If the resource is a niche market publication like Turkey World, and it is not available in an online format then the RSS feed can contain information where the patron can contact the library and arrange to have the journal sent through interoffice mail.
Concerns over Implementation:
While RSS technology is relatively easy implement there are several hurdles that need to be implemented before successful implementation. The first obstacle is the patron base. They have to be open to the idea, and willing to accept the method for content delivery. The librarian can push the odds in their favor by having training sessions or traveling to the patrons office for one-on-one tutorial session. The second, obstacle is the administration at the company or academic institution. Without their support, and contribution any attempt to implement any technological change will meet resistance or be stopped outright. The third problem is trying to maintain a feeds usefulness while respecting other copyright holders. Ideally, RSS feeds work best with circulating locally born content from faculty or staff.

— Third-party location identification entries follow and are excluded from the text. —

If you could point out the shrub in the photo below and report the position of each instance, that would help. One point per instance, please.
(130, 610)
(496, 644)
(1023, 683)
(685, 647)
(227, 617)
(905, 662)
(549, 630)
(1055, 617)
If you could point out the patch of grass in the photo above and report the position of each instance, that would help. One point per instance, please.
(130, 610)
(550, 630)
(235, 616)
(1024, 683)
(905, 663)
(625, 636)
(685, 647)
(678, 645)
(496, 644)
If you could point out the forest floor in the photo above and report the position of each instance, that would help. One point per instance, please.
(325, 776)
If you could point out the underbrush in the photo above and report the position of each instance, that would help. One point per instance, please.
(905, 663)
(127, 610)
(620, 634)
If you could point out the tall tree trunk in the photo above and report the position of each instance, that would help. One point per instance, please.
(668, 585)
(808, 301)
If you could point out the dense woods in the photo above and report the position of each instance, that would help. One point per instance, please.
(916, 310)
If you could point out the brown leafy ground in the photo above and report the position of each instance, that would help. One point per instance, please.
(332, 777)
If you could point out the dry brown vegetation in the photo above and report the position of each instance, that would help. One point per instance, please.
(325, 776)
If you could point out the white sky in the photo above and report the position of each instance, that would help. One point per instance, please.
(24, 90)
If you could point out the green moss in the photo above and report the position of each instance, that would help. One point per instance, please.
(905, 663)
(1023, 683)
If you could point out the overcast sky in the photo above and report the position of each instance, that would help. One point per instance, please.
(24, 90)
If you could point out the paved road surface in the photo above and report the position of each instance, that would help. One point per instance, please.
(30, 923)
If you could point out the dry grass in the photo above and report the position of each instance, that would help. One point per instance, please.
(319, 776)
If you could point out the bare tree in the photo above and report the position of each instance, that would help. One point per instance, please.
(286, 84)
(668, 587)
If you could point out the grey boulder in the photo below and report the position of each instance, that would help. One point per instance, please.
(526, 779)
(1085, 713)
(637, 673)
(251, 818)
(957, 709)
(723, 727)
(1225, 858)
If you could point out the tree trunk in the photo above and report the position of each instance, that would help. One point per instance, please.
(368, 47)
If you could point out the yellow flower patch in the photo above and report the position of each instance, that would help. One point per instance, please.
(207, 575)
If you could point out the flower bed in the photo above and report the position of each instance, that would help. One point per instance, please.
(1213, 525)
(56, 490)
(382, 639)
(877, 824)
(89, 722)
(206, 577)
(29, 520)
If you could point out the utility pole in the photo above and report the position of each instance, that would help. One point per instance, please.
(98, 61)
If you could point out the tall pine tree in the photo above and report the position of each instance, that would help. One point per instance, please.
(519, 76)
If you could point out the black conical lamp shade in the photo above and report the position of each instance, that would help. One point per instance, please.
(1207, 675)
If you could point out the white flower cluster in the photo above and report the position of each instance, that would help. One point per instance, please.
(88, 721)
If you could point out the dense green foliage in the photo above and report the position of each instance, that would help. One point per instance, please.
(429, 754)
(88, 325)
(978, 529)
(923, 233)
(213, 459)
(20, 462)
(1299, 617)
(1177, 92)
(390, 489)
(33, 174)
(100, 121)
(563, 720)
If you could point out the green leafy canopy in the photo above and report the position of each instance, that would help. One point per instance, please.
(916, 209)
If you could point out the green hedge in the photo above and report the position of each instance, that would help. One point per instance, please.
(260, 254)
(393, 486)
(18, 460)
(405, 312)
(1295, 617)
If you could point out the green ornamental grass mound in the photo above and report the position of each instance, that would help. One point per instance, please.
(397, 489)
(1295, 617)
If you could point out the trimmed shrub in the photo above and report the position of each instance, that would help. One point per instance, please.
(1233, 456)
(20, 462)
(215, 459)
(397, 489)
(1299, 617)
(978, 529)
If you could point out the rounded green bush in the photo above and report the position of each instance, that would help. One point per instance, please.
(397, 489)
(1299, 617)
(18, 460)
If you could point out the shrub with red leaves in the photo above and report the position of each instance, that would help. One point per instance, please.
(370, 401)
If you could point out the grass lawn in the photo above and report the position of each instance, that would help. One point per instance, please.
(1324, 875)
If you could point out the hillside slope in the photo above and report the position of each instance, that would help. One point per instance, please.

The business, medical, law worlds are moving faster everyday. Professionals employed in the field require quick access and notification of newly available content. They often lead busy lives packed with meetings, research and other activities. They may not have time to investigate every new article or book within their field. They might not even know it exists. The library, and librarians can help. While there are potential technical, and ethical quandaries in implementing RSS feeds they can increase the value of the library to the patron immensely.